Health Labs, supra, 87 Cal.App.4th 442, one of the cases relied on by defendants, concludes with this terse summation, one pointedly applicable here: “We conclude that the classification created by subdivision (d)'s exemption of public prosecutors' enforcement actions from anti-SLAPP motions bears directly on furthering the state's legitimate interest of allowing prosecutors—who did not create the SLAPP problem—to pursue actions to enforce laws, unencumbered by delay, intimidation, or distraction.” (Id. at p. 451.)
The appeal is dismissed.
1. All statutory references are to the Code of Civil Procedure. And, to facilitate a clear analysis, we refer to the relevant provisions of section 425.16 by their subdivision designation.

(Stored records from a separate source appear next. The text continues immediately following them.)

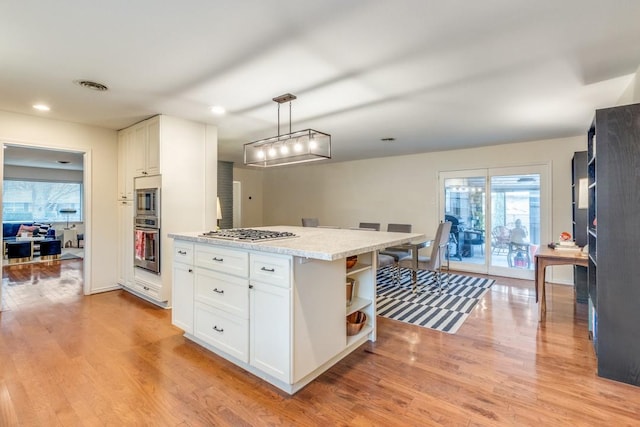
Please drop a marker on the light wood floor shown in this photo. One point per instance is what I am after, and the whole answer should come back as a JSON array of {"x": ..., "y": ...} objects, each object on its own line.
[{"x": 113, "y": 359}]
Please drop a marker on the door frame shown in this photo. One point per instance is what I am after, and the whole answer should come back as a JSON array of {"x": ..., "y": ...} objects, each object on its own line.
[
  {"x": 544, "y": 170},
  {"x": 86, "y": 200}
]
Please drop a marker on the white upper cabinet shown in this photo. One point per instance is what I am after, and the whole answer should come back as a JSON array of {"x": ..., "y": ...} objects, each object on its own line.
[
  {"x": 125, "y": 166},
  {"x": 146, "y": 147}
]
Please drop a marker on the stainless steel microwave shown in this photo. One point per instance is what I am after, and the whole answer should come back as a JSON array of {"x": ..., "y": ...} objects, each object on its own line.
[{"x": 148, "y": 202}]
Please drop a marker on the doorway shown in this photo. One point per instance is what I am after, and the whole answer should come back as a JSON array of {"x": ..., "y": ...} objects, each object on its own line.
[
  {"x": 46, "y": 186},
  {"x": 499, "y": 218}
]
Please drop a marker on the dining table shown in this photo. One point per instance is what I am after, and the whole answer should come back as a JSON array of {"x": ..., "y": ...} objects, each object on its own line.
[{"x": 414, "y": 246}]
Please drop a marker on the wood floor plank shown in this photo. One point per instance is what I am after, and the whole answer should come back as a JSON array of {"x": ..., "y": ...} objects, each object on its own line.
[{"x": 113, "y": 359}]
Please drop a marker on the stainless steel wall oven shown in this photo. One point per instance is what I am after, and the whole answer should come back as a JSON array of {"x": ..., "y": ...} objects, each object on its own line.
[
  {"x": 147, "y": 225},
  {"x": 147, "y": 248}
]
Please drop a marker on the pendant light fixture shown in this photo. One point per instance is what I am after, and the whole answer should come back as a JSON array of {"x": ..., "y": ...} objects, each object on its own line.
[{"x": 294, "y": 147}]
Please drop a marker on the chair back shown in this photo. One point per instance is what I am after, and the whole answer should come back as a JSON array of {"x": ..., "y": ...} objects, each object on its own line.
[
  {"x": 310, "y": 222},
  {"x": 370, "y": 225},
  {"x": 439, "y": 244},
  {"x": 399, "y": 228}
]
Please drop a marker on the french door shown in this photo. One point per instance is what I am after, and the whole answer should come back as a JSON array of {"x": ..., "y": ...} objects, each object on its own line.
[{"x": 499, "y": 218}]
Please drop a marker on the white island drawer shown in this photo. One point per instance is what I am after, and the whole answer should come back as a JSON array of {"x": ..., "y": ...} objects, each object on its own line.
[
  {"x": 223, "y": 260},
  {"x": 228, "y": 293},
  {"x": 223, "y": 331},
  {"x": 271, "y": 269},
  {"x": 183, "y": 252}
]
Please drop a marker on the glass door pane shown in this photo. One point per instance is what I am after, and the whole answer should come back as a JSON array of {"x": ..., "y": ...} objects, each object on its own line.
[
  {"x": 464, "y": 206},
  {"x": 515, "y": 221},
  {"x": 499, "y": 217}
]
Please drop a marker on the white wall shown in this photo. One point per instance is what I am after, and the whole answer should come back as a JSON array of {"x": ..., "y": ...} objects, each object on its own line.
[
  {"x": 101, "y": 185},
  {"x": 632, "y": 94},
  {"x": 404, "y": 189},
  {"x": 252, "y": 204}
]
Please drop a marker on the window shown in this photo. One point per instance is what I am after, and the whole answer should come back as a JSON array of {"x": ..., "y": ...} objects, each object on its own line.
[{"x": 41, "y": 201}]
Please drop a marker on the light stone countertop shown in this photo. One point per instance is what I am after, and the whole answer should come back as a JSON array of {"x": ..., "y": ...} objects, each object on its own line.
[{"x": 313, "y": 242}]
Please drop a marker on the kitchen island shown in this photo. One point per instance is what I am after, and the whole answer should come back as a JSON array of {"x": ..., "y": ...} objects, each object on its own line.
[{"x": 278, "y": 308}]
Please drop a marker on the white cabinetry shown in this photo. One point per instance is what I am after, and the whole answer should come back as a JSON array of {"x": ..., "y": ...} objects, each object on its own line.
[
  {"x": 222, "y": 300},
  {"x": 279, "y": 317},
  {"x": 125, "y": 243},
  {"x": 181, "y": 154},
  {"x": 146, "y": 147},
  {"x": 125, "y": 166},
  {"x": 183, "y": 286},
  {"x": 270, "y": 345},
  {"x": 270, "y": 325},
  {"x": 364, "y": 293}
]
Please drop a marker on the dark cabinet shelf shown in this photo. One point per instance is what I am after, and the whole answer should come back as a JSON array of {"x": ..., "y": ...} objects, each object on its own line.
[
  {"x": 614, "y": 291},
  {"x": 579, "y": 172}
]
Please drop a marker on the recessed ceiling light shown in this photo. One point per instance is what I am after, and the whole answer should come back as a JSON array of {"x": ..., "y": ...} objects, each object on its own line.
[
  {"x": 218, "y": 110},
  {"x": 91, "y": 85}
]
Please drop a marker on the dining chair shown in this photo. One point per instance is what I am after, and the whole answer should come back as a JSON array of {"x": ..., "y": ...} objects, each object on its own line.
[
  {"x": 397, "y": 252},
  {"x": 434, "y": 261},
  {"x": 310, "y": 222},
  {"x": 370, "y": 225}
]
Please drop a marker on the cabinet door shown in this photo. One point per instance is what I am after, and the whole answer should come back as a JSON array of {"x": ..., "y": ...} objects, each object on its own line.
[
  {"x": 182, "y": 297},
  {"x": 270, "y": 330},
  {"x": 125, "y": 172},
  {"x": 139, "y": 149},
  {"x": 153, "y": 146},
  {"x": 125, "y": 243}
]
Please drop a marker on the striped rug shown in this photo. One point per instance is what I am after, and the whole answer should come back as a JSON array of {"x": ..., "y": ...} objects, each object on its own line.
[{"x": 445, "y": 311}]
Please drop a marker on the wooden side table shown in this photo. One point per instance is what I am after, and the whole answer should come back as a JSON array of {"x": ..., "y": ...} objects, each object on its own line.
[{"x": 546, "y": 257}]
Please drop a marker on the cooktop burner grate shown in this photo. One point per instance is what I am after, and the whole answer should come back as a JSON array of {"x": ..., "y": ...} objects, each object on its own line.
[{"x": 248, "y": 234}]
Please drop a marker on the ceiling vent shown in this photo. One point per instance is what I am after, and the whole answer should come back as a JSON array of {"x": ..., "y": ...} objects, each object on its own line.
[{"x": 91, "y": 85}]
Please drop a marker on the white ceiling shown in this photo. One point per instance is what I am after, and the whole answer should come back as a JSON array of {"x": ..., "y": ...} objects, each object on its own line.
[{"x": 435, "y": 75}]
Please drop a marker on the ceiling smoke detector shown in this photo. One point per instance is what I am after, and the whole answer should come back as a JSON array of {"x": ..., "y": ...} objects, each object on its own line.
[{"x": 91, "y": 85}]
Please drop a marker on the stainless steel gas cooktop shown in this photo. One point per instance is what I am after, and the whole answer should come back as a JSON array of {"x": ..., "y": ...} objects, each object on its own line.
[{"x": 248, "y": 235}]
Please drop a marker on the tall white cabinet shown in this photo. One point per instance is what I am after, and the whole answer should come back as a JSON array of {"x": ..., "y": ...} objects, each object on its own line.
[{"x": 184, "y": 154}]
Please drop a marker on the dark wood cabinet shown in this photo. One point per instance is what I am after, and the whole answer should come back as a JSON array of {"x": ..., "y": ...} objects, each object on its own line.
[
  {"x": 614, "y": 238},
  {"x": 579, "y": 210}
]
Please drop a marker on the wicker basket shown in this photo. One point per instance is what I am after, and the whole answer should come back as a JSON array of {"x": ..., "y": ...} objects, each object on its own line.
[
  {"x": 355, "y": 322},
  {"x": 351, "y": 284},
  {"x": 352, "y": 261}
]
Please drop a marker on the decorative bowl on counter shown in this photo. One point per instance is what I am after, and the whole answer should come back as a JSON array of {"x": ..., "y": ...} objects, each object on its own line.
[
  {"x": 355, "y": 322},
  {"x": 351, "y": 261}
]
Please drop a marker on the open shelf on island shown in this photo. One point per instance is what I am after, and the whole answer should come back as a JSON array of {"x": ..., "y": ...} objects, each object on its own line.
[
  {"x": 357, "y": 304},
  {"x": 366, "y": 330},
  {"x": 358, "y": 268}
]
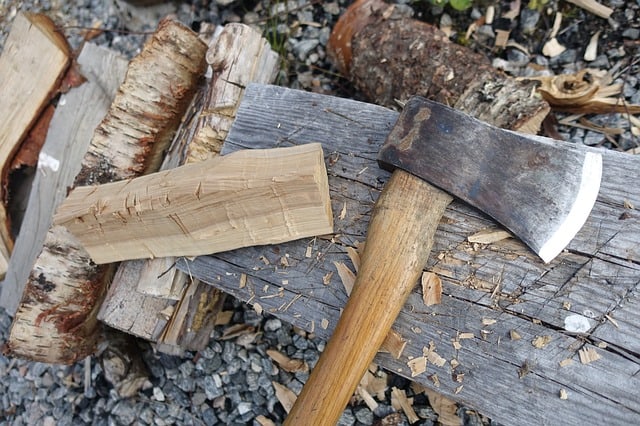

2. In light of our disposition of this motion, we deny defendants' request for judicial notice which was filed in support of the merits of their appeal.
3. Actually, defendants also cite to section 904.1, subdivision (a)(13), which states that an appeal may be taken from “an order granting or denying a special motion to strike under Section 425.16.” That subdivision was added to section 904.1 in 1999, to accommodate the newly added section 425.16, subdivision (j), now subdivision (i). (Stats.1999, ch. 960 (A.B.1675). It thus adds nothing to defendants' position.
4. This also disposes of defendants' reliance on exemptions to the anti-SLAPP statute contained in section 425.17, which was added in 2003. (See generally Goldstein, supra, 122 Cal.App.4th at p. 232.) Defendants argue that section 425.17, subdivision (e) shows that the Legislature knew how to create an exemption from the right of immediate appeal under subdivision (i) (and section 904.1, subd. (a)(13)), but did not do so for public prosecution actions. However, nothing more was needed for public prosecutor actions because of the clear language of subdivision (d) and its legislative history.